The technology will linger, however.
Highlighting the web of integrations that hold many online services and applications together, Maimon said that “in the context of Yahoo search and on several other Yahoo properties including Flickr, we will continue to support maps. We made this decision to better align resources to Yahoo’s priorities as our business has evolved since we first launched Yahoo Maps eight years ago.”
GeoPlanet and PlaceSpotter, two location-based application programming interfaces (APIs), are also being retired, but developers have alternatives.
“The functionality provided by these APIs are available today through Yahoo Query Language (YQL) and BOSS. Information on how to migrate the APIs is available on the websites for YQL (non-commercial usage with rate limited to 2,000 queries per day, per table, per app ID) and BOSS (commercial usage),” Maimon explained.
The BOSS API, short for Build your Own Search Service, provides access to Yahoo Web, image and news search.

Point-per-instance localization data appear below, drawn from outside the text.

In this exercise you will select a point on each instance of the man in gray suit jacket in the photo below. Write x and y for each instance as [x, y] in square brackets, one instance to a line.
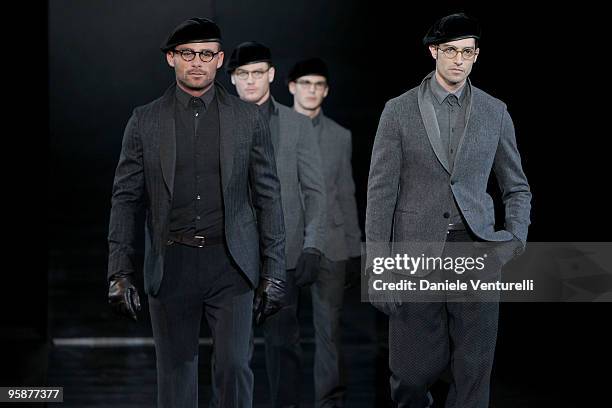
[298, 165]
[434, 150]
[200, 163]
[309, 85]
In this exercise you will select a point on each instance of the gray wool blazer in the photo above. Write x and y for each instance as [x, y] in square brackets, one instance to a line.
[343, 237]
[298, 165]
[144, 180]
[410, 187]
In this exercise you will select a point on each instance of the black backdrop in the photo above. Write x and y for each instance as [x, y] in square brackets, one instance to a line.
[104, 59]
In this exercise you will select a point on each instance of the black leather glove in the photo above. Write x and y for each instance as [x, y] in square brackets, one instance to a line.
[307, 269]
[269, 298]
[353, 272]
[123, 295]
[387, 302]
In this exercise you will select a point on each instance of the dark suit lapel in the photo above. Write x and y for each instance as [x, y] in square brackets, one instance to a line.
[472, 109]
[278, 126]
[428, 114]
[227, 134]
[167, 138]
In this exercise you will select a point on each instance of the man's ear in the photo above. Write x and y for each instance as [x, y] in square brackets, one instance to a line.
[170, 58]
[220, 59]
[434, 51]
[271, 73]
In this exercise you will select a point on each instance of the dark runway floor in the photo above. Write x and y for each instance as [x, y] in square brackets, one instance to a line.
[528, 372]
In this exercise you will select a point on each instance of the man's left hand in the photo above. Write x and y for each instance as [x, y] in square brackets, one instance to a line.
[269, 298]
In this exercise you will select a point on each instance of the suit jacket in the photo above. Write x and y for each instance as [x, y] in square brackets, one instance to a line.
[298, 165]
[144, 180]
[410, 186]
[343, 238]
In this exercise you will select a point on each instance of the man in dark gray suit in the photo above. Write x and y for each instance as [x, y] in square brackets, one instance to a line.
[298, 164]
[200, 163]
[308, 82]
[433, 153]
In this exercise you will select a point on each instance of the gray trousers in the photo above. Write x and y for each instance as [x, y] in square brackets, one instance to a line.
[282, 338]
[425, 338]
[197, 279]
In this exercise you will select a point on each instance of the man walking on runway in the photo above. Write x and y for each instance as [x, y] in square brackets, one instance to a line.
[200, 164]
[298, 165]
[309, 84]
[434, 150]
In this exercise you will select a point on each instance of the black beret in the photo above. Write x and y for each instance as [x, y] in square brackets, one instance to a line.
[311, 66]
[193, 30]
[248, 53]
[450, 28]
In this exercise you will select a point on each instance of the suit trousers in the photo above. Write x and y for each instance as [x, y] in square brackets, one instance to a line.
[197, 280]
[282, 339]
[425, 338]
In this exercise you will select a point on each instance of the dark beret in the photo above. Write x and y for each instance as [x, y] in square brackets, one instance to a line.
[248, 53]
[193, 30]
[310, 66]
[450, 28]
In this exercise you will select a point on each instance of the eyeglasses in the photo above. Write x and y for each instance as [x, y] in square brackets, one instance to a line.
[306, 84]
[243, 75]
[189, 55]
[466, 53]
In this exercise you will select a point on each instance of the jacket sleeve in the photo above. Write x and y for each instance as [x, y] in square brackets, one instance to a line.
[127, 202]
[383, 184]
[312, 187]
[265, 188]
[346, 198]
[516, 194]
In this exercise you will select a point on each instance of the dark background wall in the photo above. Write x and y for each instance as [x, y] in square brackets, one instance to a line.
[104, 59]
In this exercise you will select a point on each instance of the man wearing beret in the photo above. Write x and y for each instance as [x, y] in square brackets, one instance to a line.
[200, 163]
[308, 82]
[433, 153]
[298, 164]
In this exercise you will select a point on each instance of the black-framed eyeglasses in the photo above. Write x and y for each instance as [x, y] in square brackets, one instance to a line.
[189, 55]
[243, 75]
[451, 52]
[306, 84]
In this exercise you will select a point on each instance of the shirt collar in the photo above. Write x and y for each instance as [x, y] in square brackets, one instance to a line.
[184, 98]
[440, 93]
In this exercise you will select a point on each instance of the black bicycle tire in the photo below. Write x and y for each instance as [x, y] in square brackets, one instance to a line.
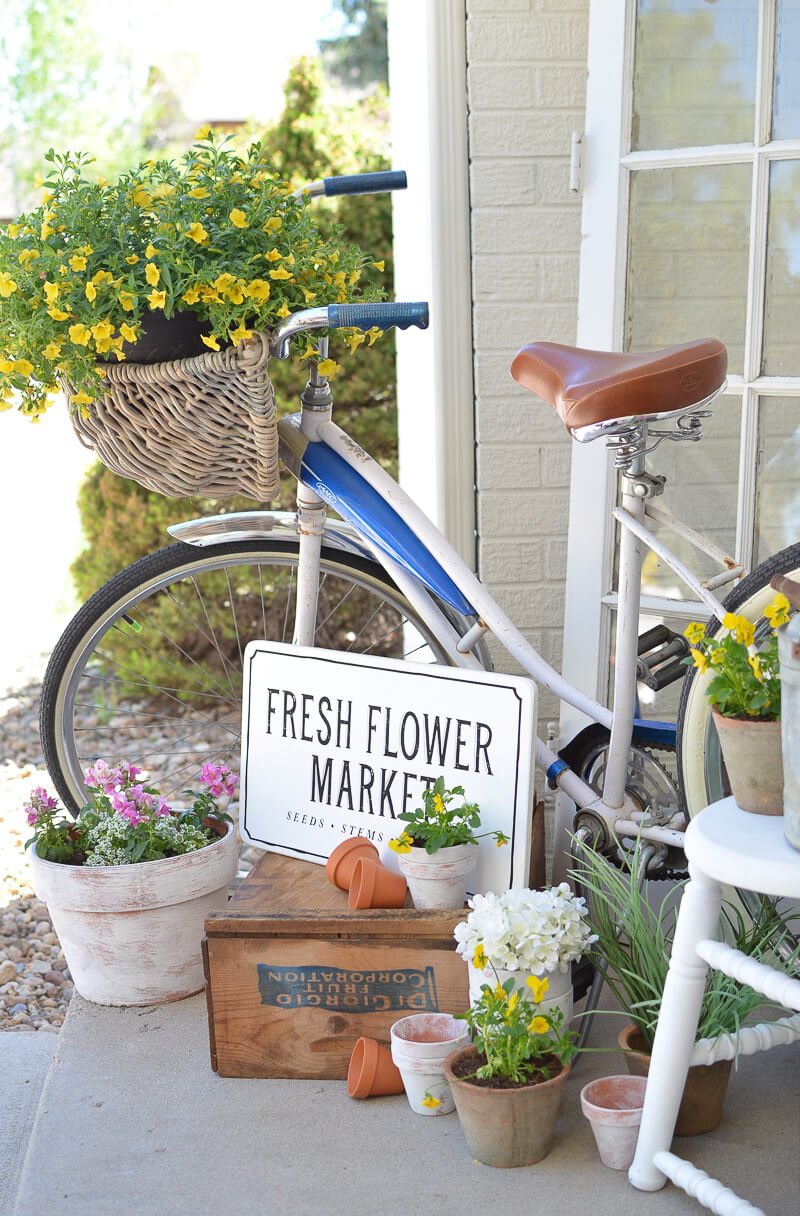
[124, 586]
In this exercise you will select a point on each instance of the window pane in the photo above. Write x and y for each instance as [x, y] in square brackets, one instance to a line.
[781, 355]
[786, 114]
[694, 73]
[702, 491]
[778, 502]
[688, 257]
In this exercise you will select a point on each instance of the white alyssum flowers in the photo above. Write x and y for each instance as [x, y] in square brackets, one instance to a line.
[525, 930]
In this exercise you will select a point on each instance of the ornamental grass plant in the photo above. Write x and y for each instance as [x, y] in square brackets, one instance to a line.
[635, 940]
[217, 234]
[745, 673]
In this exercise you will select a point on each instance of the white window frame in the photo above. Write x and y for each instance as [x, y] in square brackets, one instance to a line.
[432, 251]
[607, 164]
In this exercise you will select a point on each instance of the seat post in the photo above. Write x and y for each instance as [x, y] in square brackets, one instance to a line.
[629, 449]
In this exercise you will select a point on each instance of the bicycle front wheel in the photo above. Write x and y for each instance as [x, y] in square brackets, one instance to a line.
[150, 670]
[699, 761]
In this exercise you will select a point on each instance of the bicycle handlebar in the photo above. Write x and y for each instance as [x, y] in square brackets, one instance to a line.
[348, 316]
[383, 316]
[366, 183]
[356, 184]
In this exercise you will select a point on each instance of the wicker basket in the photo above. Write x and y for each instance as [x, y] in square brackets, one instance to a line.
[195, 426]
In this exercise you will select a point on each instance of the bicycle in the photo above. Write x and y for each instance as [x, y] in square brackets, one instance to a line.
[383, 579]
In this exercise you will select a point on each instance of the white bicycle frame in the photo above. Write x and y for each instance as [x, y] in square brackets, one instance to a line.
[614, 809]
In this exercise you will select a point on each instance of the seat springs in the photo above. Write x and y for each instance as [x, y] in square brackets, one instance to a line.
[629, 445]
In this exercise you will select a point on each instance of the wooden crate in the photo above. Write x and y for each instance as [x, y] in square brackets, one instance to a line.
[293, 978]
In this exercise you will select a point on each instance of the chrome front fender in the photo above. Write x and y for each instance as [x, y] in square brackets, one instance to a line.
[263, 525]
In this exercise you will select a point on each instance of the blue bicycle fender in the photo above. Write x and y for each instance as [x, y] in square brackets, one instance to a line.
[343, 488]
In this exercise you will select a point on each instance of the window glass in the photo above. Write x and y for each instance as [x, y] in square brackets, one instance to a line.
[778, 500]
[687, 270]
[781, 353]
[694, 58]
[786, 113]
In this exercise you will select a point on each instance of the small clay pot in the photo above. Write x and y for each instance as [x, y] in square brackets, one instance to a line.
[700, 1108]
[613, 1105]
[754, 761]
[375, 887]
[372, 1073]
[342, 861]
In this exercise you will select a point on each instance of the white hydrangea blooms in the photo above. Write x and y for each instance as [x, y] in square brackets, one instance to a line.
[527, 930]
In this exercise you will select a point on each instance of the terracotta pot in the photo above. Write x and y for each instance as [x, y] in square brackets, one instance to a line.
[375, 887]
[439, 879]
[131, 934]
[342, 861]
[420, 1046]
[506, 1127]
[703, 1093]
[754, 761]
[613, 1105]
[559, 994]
[372, 1073]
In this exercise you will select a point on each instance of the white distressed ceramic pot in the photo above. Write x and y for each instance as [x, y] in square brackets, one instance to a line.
[439, 879]
[420, 1046]
[131, 934]
[559, 994]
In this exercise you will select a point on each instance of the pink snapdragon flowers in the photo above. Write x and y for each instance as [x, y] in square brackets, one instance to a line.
[219, 780]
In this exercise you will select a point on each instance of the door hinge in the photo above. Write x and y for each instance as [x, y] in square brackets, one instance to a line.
[576, 162]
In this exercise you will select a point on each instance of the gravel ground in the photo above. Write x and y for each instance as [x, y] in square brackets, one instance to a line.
[34, 981]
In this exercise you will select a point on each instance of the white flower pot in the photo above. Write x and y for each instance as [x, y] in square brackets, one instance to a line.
[131, 934]
[559, 994]
[439, 879]
[420, 1046]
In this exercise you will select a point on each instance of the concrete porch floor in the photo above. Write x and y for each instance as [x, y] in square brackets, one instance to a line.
[134, 1121]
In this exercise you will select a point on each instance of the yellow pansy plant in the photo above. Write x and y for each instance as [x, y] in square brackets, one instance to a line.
[445, 818]
[743, 663]
[159, 238]
[519, 1041]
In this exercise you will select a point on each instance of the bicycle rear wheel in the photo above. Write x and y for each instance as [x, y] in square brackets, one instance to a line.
[150, 670]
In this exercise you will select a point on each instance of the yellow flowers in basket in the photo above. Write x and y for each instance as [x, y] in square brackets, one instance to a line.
[217, 234]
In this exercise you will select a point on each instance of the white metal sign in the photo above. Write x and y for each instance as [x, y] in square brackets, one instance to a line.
[341, 744]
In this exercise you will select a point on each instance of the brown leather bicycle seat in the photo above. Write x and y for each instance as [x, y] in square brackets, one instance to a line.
[596, 386]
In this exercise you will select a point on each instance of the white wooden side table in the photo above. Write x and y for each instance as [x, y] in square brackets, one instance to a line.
[725, 846]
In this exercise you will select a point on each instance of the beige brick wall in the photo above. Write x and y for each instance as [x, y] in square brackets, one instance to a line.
[527, 85]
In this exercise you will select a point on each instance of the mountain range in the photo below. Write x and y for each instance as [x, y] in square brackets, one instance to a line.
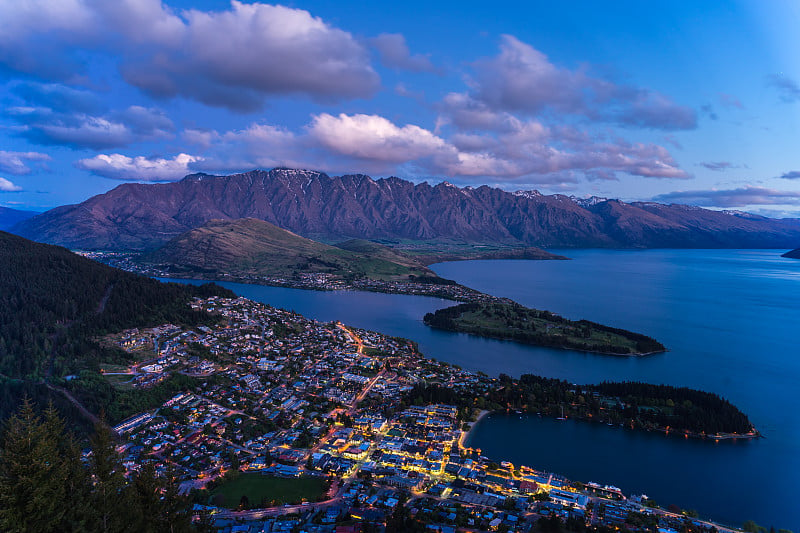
[9, 217]
[253, 247]
[394, 211]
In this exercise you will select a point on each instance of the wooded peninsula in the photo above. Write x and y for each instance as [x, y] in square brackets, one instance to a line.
[514, 322]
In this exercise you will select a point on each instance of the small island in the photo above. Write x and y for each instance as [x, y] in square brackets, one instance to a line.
[514, 322]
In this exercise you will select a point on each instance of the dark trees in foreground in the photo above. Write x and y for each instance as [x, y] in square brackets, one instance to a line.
[46, 487]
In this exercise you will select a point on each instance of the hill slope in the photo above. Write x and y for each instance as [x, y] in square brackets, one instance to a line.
[9, 217]
[53, 301]
[314, 205]
[254, 247]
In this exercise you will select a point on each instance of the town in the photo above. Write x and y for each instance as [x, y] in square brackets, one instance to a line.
[445, 289]
[316, 417]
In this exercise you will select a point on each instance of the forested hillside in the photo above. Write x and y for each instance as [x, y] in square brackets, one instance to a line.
[53, 303]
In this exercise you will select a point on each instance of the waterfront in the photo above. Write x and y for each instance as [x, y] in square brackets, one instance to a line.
[729, 319]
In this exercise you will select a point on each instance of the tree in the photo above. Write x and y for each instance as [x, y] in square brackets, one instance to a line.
[109, 494]
[36, 462]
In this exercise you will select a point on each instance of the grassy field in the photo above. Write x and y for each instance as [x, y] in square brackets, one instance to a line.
[259, 488]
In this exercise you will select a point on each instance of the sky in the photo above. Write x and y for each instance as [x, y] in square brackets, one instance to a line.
[669, 101]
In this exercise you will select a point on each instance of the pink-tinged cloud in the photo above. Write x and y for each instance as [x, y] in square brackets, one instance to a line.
[8, 186]
[140, 168]
[18, 163]
[523, 79]
[233, 58]
[374, 137]
[394, 53]
[524, 149]
[788, 89]
[741, 197]
[47, 126]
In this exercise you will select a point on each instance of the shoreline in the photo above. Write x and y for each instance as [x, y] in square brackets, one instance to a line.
[595, 352]
[465, 434]
[716, 437]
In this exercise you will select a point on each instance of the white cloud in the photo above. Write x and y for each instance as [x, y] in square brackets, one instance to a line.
[232, 58]
[394, 53]
[523, 79]
[7, 186]
[140, 168]
[17, 162]
[374, 137]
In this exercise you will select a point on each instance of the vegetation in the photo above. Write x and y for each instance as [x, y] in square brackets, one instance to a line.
[251, 247]
[637, 405]
[54, 304]
[511, 321]
[256, 490]
[46, 487]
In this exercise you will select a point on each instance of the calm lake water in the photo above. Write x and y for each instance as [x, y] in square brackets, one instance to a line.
[730, 319]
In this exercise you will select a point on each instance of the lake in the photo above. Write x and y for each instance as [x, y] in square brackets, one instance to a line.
[730, 319]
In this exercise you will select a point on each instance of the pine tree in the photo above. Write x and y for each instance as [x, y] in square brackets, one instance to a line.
[37, 462]
[110, 497]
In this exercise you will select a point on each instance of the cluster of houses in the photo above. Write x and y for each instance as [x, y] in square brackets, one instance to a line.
[286, 397]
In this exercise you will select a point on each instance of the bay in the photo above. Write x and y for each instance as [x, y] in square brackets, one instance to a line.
[729, 318]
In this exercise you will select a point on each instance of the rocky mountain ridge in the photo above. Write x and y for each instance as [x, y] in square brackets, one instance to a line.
[311, 204]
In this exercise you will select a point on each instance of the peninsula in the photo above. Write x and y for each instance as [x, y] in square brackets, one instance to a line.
[514, 322]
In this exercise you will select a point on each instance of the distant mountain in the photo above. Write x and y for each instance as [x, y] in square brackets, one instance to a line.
[314, 205]
[253, 247]
[53, 301]
[9, 217]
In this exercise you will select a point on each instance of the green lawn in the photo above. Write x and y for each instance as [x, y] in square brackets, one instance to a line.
[258, 488]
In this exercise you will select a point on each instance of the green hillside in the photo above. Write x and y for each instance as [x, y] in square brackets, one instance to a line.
[253, 247]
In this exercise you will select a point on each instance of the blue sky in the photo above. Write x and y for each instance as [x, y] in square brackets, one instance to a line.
[689, 102]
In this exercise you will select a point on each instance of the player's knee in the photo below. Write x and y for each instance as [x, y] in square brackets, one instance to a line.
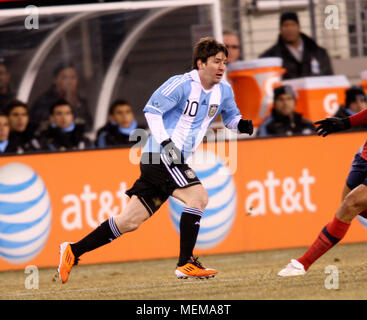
[200, 201]
[126, 224]
[351, 206]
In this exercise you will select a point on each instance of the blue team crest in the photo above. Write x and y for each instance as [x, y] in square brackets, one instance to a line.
[213, 110]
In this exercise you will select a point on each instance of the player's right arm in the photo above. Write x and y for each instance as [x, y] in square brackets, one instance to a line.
[331, 125]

BOSS Geo services offer much of the same functionality currently provided by the old APIs.
Yahoo’s new priorities are search, communications and digital content, he said. Products that don’t fit neatly into those buckets may not be long for this world.
Focusing on those three areas “includes taking a hard look at our existing products and services, and ensuring our resources are spent smartly and with a clear purpose,” Maimon said. “Ultimately, we want to provide you with the best products, platforms and experiences possible.”
Also on the chopping block is Pipes, the company’s Web feed aggregation application that allows users to display mashups consisting of multiple data sources. This summer, Yahoo will begin turning off the spigot.
“Pipes creation will not be supported as of Aug. 30 this year,” Maimon said. “Pipes infrastructure will run until Sept. 30, 2015 in read-only mode to help developers migrate their data.”
Users of older Apple hardware are also in danger of losing access to some Yahoo services. On June 15, the company will stop supporting Yahoo Mail on Apple’s built-in Mail app for iPhones and iPads running system software older than iOS 5, which was released in late 2011. Also on June 15, Yahoo Contacts will no longer support Macs running OS X 10.7 and earlier.
Finally, the company is pulling the plug on “regional, genre-specific media properties to streamline our editorial offering,” revealed Maimon. “The content from these sites will be redistributed across the Yahoo network.” Affected sites include Yahoo Music in France and Canada, Movies in Spain and Entertainment in Singapore, among several others.